El día que murió Labordeta.

Ojal-a: Me levanté tarde y continué con mis labores organizativas del fin de semana; abrir cajas, revisar, cerrar cajas. Puse la tele y me quede un rato viendo las carreras, a ver si veía a Lidia entre semejante marabunta. Al que ví fue al nuestro king, que entre balbuceos varios me dió la noticia. Al poco rato recibí una llamada de Paily Minogue desde Sto. Domingo diciéndome que en Dominicana se habían derramado unas lagrimicas por Labordeta y que a punto había estado de llamarme a las tres de la mañana cuando se había enterado. Cayó la tarde, como caen otras cosas y hablando con mi madre me ha dicho que ella también lo sentía mucho, que se le veía una persona con ideas, pero muy del pueblo. Volvía a casa conduciendo y sin darme cuenta tarareaba eso “somos como esos viejos árboles batidos por…” y no sé por qué pero por todos los sitios que pasaba había cierto aire de tristeza.

Special K: Domingo de pluriempleo en el hogar. Enciendo mi ordenador y empiezo por echar un ojo a las redes sociales. Descubro la noticia en Twitter, donde las alusiones en su recuerdo poco tiempo después se convierten en Trending Topic mundial (o sea, en uno de los temas del momento a nivel internacional).
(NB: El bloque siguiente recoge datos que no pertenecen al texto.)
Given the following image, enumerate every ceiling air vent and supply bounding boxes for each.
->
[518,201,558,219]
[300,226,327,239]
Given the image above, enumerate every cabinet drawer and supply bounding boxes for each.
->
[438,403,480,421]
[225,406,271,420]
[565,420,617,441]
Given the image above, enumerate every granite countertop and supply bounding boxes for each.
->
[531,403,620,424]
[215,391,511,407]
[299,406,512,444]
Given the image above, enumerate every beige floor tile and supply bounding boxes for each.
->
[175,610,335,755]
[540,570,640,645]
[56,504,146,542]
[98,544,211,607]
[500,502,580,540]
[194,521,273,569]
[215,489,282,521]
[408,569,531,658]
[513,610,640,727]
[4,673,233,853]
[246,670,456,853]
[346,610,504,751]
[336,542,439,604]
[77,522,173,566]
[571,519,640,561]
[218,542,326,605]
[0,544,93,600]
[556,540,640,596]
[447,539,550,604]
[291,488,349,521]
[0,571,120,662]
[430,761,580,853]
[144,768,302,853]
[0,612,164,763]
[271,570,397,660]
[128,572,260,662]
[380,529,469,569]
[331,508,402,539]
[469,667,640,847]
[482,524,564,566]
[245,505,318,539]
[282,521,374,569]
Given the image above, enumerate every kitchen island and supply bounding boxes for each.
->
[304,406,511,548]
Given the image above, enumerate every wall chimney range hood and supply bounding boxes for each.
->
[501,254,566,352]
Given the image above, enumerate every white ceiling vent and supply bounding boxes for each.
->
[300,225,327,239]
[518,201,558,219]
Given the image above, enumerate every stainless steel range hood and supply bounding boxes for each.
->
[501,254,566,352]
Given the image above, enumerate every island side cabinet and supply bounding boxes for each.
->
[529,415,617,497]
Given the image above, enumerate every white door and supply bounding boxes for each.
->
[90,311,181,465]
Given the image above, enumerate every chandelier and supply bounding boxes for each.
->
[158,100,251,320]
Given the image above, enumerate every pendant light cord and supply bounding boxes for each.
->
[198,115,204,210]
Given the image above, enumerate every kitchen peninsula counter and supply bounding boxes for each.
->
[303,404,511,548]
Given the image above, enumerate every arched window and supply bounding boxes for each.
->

Inmediatamente me vienen a la cabeza todos esos conciertos por la reapertura, su apoyo desinteresado con el Comité de Solidaridad Canfranc-Nicaragua, aquel campamento cinéfilo al que Don Víctor consiguió que acudiera y se presentó con la mayor de las humildades y, sobre todo, esas mañanas veraniegas en las que, de camino al trabajo, coincidíamos con él en la panadería de Villanúa. Enciendo la radio y suena eso de “adiós a los que se quedan y a los que se van también”, que pincha nuestro amigo Fran. Se me ponen los pelos de punta. Me pego todo el día siguiendo los medios, emocionada, tarareando sus canciones, con un puño en alto reprimido. Como si ya formara parte de nuestra pequeña gran familia, la de todos por los que cantó y luchó, de esta tierra hermosa, dura y salvaje, de la que hizo un hogar y un paisaje. Gracias, abuelo.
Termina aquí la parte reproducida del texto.